Complementary to this approach, in collaboration with Francesco Stellacci's lab (Massachusetts Institute of Technology), we explored the fate of organic ligand monolayer-protected nanoparticles in cells and discovered an unexpected role for the surface organization of chemical groups on amphiphilic particles in regulating the ability of nanoparticles to pass through cell membranes. We are exploring the application of these particles for delivery of siRNA for cancer therapy and for enhanced protein vaccines. In parallel, we are seeking to devise thin films and particles that can allow these concepts to be translated to noninvasive immunotherapy/vaccine delivery through the skin or through intranasal or oral routes.
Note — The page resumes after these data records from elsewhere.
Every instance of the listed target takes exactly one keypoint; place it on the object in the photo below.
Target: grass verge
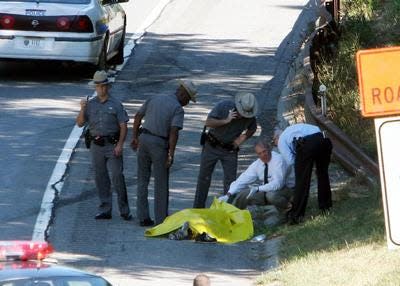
(345, 247)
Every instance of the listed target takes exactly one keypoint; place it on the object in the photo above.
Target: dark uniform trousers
(209, 158)
(310, 149)
(104, 160)
(153, 150)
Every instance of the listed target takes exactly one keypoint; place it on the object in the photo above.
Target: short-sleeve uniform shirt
(229, 132)
(161, 112)
(104, 118)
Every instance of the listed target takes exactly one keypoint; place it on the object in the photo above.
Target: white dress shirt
(277, 172)
(285, 143)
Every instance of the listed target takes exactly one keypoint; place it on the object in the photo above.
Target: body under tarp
(222, 221)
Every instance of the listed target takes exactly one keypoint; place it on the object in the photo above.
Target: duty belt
(146, 131)
(215, 142)
(102, 140)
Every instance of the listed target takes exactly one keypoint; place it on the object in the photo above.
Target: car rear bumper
(79, 49)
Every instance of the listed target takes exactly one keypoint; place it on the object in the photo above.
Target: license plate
(33, 43)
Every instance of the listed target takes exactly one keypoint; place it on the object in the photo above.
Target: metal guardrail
(345, 151)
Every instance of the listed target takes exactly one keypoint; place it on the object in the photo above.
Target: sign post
(379, 86)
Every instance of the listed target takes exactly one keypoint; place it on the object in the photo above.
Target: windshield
(52, 1)
(58, 281)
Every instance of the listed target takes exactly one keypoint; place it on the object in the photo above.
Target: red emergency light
(24, 250)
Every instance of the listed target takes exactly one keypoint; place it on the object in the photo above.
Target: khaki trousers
(279, 199)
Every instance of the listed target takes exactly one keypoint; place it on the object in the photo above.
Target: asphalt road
(224, 47)
(38, 104)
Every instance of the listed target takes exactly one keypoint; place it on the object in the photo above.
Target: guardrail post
(322, 96)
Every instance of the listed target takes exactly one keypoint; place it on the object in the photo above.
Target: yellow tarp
(222, 221)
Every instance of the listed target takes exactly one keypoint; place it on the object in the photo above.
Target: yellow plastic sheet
(222, 221)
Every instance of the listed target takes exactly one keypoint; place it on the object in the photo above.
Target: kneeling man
(265, 182)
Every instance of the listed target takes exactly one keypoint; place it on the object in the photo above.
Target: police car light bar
(24, 250)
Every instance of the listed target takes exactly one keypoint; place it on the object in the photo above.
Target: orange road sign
(379, 81)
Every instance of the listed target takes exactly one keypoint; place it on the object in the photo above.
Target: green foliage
(363, 21)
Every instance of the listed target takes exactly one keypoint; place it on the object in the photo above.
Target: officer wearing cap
(230, 123)
(107, 122)
(156, 142)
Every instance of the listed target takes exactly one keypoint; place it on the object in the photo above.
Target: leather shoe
(103, 216)
(146, 222)
(127, 216)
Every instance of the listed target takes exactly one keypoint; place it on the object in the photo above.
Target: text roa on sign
(379, 81)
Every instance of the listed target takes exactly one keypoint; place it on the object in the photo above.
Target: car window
(52, 1)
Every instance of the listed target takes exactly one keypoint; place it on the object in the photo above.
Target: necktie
(266, 174)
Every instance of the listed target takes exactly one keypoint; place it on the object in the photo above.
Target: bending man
(265, 181)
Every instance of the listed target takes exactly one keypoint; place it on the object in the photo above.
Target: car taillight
(24, 250)
(63, 23)
(83, 24)
(7, 22)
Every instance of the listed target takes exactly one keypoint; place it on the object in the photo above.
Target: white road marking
(56, 182)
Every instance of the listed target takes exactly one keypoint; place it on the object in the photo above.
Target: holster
(203, 136)
(88, 137)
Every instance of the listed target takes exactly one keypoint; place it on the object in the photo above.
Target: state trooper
(230, 123)
(106, 121)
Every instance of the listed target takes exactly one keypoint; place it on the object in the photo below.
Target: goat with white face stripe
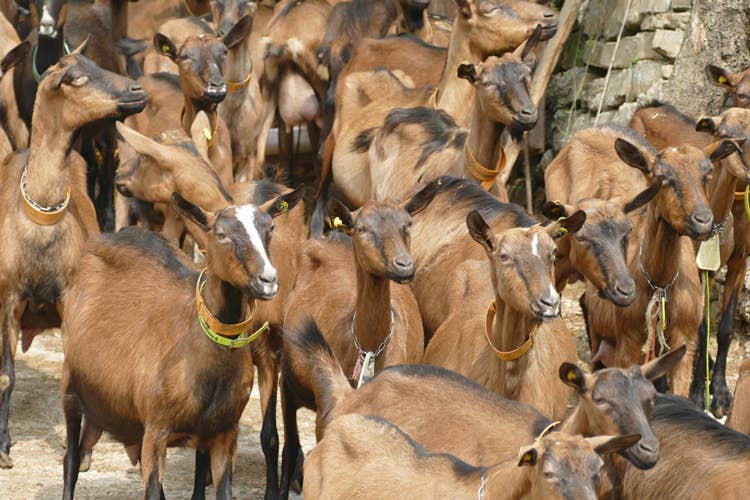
(235, 240)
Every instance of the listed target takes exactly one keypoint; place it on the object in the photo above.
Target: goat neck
(510, 329)
(659, 250)
(372, 309)
(48, 176)
(225, 301)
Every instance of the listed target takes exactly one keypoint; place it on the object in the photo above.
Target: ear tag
(709, 254)
(368, 369)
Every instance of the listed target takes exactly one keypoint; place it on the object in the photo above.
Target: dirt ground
(38, 432)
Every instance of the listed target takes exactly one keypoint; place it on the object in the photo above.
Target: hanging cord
(708, 332)
(612, 62)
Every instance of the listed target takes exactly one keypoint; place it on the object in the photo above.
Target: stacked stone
(652, 37)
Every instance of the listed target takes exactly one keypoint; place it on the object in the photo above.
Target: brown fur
(40, 262)
(364, 450)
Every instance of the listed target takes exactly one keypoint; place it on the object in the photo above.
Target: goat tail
(308, 351)
(317, 219)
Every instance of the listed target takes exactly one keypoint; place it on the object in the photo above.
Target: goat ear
(200, 131)
(720, 77)
(573, 376)
(467, 71)
(191, 212)
(165, 46)
(570, 224)
(604, 445)
(527, 456)
(422, 199)
(664, 363)
(81, 48)
(285, 202)
(145, 145)
(480, 231)
(706, 124)
(531, 43)
(723, 148)
(464, 8)
(238, 32)
(342, 216)
(553, 210)
(644, 196)
(631, 155)
(14, 56)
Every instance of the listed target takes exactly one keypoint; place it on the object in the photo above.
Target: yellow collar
(484, 175)
(237, 86)
(44, 216)
(223, 329)
(506, 355)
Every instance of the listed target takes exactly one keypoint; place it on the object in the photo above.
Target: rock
(668, 42)
(632, 49)
(562, 86)
(604, 18)
(643, 75)
(650, 6)
(617, 91)
(681, 5)
(665, 20)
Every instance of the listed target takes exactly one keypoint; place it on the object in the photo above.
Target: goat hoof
(85, 462)
(5, 461)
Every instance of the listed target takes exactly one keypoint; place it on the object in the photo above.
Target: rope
(612, 62)
(708, 333)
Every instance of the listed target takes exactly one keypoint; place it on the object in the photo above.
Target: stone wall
(652, 36)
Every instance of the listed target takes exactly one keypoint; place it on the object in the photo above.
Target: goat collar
(34, 71)
(218, 331)
(40, 214)
(237, 86)
(485, 176)
(516, 353)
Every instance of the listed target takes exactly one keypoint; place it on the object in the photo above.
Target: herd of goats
(405, 301)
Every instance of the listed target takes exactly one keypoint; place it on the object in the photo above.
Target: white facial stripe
(535, 245)
(246, 215)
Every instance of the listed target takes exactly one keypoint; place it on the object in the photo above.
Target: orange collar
(482, 174)
(237, 86)
(39, 214)
(506, 355)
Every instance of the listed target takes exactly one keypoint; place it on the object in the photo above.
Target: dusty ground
(37, 429)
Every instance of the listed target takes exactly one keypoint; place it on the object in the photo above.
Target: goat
(48, 219)
(216, 379)
(364, 450)
(417, 145)
(661, 261)
(422, 400)
(665, 126)
(699, 457)
(739, 416)
(370, 326)
(362, 103)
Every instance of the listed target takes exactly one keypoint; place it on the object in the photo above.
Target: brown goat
(367, 319)
(362, 103)
(206, 375)
(422, 400)
(661, 261)
(365, 450)
(699, 457)
(739, 415)
(48, 219)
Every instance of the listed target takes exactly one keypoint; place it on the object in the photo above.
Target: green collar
(34, 71)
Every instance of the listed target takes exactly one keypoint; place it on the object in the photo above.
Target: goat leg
(223, 450)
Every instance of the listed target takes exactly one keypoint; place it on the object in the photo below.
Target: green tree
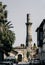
(7, 36)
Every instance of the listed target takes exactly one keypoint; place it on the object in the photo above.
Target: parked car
(12, 59)
(35, 61)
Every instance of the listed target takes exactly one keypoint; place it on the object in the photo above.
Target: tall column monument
(28, 31)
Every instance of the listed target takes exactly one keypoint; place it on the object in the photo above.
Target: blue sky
(17, 10)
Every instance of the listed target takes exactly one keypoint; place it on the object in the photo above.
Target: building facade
(41, 39)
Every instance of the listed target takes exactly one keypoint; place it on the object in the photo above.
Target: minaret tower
(28, 32)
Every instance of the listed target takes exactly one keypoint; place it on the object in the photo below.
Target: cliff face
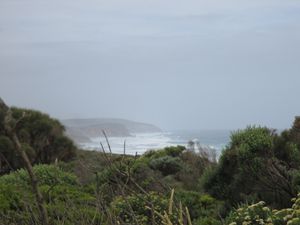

Matrices for local immunotherapy. A number of promising approaches to the treatment of cancer and infectious disease are based on cell therapy, the injection of immune cells into patients as a biological therapy. We hypothesized that biomaterials could be designed to maximize the potency of such therapies, by allowing the microenvironment where cells are delivered to be controlled and manipulated. To this end, we developed "self-gelling" alginate hydrogels, which begin as a liquid solution but which crosslink (via calcium-loaded microspheres mixed with the gel) within minutes of injection; we load these gels with DCs, key initiators of immune responses, along with cofactors (e.g., immunomodulatory cytokines) that are sequestered and slowly released from the gel into the local tissue. We have demonstrated that such matrix-based delivery of DCs can dramatically alter the resulting immune response; DCs injected in these gels attract more than 100-fold more T cells to their site than the same cells injected as a free cell suspension, via the synergistic binding of DC-derived factors by the polysaccharide matrix. We have used this gel-based system to codeliver DCs with the immunoregulatory cytokines to local tumor sites. In preliminary studies, DC- and cytokine-carrying gels dramatically suppressed tumor growth in the aggressive B16 mouse model of melanoma.